Namun demikian, kebijakan pemerintah Kolonial Belanda itu belum sesuai dengan yang diharapkan kendati kaum bumiputera/pribumi mulai mengenyam pendidikan. Hal itu kemudian berdampak terhadap munculnya kaum terpelajar di Indonesia.
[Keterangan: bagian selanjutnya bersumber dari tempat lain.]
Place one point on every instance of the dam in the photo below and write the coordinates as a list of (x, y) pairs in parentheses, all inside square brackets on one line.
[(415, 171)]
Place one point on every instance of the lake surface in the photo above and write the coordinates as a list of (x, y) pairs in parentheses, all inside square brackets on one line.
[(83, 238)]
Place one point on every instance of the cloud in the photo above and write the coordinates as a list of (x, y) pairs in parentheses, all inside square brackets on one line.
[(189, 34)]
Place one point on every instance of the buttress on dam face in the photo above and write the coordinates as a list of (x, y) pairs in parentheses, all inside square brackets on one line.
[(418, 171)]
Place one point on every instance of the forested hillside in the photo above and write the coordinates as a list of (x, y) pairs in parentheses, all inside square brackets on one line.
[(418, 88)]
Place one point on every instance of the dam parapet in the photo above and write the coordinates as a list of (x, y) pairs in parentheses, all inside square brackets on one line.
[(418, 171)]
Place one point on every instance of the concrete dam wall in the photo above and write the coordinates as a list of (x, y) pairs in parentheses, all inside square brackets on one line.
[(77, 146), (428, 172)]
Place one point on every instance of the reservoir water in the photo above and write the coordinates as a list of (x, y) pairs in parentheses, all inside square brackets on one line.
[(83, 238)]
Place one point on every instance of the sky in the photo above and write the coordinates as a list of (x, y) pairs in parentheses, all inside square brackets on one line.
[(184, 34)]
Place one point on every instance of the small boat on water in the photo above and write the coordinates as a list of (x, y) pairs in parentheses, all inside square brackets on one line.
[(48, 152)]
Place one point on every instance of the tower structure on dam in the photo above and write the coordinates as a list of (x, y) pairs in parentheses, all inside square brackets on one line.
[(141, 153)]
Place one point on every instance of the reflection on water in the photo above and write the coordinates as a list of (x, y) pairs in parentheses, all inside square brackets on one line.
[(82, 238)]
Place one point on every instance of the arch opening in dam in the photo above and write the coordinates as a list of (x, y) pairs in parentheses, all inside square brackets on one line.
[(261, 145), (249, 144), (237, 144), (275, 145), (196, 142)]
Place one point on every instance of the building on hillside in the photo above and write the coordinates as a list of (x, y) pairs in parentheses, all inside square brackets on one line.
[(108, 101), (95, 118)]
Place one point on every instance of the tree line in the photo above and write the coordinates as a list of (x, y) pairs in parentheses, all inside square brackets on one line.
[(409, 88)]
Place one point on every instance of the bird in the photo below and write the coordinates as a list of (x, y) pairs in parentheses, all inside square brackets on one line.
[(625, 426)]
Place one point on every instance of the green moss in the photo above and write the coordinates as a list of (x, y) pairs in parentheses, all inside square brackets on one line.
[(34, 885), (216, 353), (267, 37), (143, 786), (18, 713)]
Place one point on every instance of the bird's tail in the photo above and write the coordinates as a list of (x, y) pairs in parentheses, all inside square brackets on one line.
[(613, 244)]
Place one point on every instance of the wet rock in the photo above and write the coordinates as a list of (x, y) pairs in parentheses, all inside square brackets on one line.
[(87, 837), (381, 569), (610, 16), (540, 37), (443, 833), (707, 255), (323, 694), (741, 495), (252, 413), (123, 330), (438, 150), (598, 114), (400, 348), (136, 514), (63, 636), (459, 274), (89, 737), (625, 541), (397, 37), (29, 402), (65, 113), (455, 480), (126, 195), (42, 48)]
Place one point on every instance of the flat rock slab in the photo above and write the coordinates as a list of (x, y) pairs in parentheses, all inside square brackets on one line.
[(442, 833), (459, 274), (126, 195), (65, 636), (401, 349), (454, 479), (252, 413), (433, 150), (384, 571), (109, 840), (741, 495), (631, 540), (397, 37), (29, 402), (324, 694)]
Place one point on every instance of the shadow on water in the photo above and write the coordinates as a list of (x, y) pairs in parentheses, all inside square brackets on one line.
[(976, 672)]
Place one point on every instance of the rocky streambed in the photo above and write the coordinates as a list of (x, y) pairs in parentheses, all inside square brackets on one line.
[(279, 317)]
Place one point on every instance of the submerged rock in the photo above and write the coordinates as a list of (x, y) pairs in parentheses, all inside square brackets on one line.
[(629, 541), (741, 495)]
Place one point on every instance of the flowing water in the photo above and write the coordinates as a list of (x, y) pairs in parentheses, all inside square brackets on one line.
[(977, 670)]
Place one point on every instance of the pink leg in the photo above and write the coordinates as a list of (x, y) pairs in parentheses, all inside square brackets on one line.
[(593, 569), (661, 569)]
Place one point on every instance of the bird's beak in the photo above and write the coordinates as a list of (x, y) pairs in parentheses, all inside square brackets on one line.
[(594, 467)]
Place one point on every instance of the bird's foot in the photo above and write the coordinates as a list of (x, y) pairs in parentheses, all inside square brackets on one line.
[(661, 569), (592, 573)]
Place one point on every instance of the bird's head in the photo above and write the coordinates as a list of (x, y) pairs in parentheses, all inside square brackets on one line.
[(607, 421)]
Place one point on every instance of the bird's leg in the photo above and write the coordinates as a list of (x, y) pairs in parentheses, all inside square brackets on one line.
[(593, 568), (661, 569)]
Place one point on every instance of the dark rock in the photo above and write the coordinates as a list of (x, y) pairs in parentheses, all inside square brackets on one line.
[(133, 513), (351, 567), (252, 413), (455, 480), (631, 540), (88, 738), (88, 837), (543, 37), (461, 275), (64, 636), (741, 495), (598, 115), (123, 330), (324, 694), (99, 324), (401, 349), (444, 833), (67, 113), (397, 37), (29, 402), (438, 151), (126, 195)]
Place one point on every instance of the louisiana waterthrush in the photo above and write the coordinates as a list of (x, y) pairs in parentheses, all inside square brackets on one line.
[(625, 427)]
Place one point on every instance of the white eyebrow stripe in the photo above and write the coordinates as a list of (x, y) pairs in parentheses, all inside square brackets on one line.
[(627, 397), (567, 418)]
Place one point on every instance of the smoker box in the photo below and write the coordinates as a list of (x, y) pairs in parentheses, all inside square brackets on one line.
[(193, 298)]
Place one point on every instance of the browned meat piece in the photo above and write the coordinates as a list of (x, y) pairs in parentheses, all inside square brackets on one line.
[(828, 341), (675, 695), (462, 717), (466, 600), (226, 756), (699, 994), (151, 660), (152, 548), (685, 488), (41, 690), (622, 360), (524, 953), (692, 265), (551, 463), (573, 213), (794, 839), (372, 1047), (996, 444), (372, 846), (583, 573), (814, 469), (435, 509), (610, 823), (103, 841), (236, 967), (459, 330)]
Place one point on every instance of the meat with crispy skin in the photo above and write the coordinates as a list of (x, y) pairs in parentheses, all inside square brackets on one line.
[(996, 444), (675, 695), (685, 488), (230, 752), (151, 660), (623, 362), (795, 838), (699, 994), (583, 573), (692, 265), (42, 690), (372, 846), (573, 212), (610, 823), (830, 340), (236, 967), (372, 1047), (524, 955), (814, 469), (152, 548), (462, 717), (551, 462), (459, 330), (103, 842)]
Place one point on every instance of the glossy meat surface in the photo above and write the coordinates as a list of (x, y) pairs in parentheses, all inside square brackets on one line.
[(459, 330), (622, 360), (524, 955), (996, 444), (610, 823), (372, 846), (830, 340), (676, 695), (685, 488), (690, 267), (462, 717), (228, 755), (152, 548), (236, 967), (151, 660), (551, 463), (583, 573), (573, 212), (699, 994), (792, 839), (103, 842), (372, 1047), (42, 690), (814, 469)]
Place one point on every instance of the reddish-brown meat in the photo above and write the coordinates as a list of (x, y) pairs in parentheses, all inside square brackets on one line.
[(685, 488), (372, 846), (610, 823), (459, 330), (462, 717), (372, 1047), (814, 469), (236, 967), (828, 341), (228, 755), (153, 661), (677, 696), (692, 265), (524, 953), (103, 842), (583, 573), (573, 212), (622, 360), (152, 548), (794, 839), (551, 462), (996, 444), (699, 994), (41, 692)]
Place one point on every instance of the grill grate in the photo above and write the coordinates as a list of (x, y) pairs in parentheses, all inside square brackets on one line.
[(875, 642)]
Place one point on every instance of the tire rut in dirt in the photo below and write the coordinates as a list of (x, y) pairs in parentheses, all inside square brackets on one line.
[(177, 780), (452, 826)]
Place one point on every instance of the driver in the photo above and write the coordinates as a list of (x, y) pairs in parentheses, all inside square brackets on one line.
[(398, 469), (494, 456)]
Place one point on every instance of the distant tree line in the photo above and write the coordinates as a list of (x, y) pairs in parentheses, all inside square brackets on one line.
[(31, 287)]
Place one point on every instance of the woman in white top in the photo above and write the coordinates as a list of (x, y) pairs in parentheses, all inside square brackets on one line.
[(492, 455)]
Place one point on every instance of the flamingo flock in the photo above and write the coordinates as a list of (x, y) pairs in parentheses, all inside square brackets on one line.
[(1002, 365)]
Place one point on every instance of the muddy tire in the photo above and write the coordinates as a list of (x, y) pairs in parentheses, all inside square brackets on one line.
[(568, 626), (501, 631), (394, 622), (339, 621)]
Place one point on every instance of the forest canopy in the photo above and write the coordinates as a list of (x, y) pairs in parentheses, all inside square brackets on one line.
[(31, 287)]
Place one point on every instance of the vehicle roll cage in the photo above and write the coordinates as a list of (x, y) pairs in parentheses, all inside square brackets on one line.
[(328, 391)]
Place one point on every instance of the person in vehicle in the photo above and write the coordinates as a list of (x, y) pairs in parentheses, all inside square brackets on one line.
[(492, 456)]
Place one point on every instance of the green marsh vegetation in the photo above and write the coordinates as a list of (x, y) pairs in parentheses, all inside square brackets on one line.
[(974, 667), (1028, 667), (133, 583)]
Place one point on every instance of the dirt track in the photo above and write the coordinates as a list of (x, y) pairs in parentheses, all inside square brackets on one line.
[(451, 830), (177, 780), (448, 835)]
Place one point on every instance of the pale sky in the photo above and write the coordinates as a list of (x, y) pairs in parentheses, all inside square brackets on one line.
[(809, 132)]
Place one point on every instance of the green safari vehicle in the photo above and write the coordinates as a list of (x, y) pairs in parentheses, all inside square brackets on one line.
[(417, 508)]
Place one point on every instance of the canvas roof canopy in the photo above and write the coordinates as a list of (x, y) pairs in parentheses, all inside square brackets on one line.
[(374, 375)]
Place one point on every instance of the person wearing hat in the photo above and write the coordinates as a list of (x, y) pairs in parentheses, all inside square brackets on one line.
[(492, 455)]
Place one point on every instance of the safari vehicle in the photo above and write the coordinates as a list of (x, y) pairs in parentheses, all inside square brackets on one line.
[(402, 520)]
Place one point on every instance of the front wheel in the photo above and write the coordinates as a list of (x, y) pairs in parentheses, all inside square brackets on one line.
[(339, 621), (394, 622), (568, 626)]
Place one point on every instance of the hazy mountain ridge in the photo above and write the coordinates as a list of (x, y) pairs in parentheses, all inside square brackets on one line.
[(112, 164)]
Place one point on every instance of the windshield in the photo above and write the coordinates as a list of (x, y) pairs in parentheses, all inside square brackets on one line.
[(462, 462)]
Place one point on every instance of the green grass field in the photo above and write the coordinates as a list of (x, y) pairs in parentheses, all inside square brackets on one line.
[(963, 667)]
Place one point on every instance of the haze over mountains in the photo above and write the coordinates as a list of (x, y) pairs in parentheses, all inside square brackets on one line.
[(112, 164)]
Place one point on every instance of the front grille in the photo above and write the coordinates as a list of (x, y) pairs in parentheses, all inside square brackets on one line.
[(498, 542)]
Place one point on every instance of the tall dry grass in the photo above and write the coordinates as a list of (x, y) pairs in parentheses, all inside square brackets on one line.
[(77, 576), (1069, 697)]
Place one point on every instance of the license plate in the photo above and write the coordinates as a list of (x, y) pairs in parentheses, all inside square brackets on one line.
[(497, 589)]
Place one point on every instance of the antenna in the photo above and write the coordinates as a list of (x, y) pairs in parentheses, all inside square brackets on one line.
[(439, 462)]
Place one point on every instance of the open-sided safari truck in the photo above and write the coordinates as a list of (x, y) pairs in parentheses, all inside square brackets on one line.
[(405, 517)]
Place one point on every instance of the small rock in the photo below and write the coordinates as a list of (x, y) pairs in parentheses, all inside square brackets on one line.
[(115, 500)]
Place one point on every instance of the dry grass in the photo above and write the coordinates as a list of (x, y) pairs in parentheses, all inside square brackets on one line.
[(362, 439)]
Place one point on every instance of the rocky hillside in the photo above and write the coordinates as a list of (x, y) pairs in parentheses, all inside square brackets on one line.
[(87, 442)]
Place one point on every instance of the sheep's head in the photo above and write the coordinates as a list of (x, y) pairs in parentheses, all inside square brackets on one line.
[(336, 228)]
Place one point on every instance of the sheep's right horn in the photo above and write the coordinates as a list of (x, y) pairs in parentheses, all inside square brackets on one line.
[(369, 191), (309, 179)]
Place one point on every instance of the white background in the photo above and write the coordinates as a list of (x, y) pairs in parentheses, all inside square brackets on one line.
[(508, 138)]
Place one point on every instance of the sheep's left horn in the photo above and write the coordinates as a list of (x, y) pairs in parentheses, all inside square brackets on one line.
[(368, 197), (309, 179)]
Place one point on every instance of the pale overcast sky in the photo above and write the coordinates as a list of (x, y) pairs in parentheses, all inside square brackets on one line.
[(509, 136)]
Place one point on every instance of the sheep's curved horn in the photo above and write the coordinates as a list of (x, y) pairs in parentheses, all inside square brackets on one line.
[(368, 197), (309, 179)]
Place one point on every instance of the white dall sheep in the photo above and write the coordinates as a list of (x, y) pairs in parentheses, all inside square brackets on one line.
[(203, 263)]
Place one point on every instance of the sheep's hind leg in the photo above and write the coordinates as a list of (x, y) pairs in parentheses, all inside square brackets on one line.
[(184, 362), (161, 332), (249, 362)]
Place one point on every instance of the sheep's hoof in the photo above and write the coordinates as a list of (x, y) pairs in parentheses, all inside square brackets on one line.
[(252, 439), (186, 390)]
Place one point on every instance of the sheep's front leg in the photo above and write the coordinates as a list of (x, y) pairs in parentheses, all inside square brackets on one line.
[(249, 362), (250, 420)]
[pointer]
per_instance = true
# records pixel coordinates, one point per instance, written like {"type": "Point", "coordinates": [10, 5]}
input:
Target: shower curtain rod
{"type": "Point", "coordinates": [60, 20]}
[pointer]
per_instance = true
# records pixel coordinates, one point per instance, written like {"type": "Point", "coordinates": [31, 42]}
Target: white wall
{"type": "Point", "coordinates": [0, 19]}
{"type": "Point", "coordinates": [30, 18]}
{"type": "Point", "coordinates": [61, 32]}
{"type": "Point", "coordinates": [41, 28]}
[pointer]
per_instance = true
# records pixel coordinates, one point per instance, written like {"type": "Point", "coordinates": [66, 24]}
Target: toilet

Masa-masa itulah yang kemudian disebut dengan era pergerakan nasional dengan Budi Utomo sebagai salah satu perhimpunan kebangsaan yang mengawalinya.
Lahirnya Budi Utomo
Berdirinya organisasi Budi Utomo tidak bisa dilepaskan dari sosok Dokter Wahidin Sudirohusodo (1857-1917). Sebagai lulusan sekolah dokter Jawa di Weltvreden (sesudah tahun 1900 dinamakan STOVIA), Dokter Wahidin Sudirohusodo merupakan salah satu tokoh pelajar yang berusaha memperjuangkan nasib bangsanya.
Pada tahun 1901, Wahidin menjadi direktur majalah Retnodhoemilah (Ratna yang berkilauan) yang diterbitkan dalam bahasa Jawa dan Melayu dan dikhususkan untuk kalangan priyayi. Hal ini mencerminkan besarnya perhatian seorang priyayi terhadap masalah-masalah dan status golongan priyayi itu sendiri. Ia juga berusaha memperbaiki masyarakat Jawa melalui pendidikan Barat.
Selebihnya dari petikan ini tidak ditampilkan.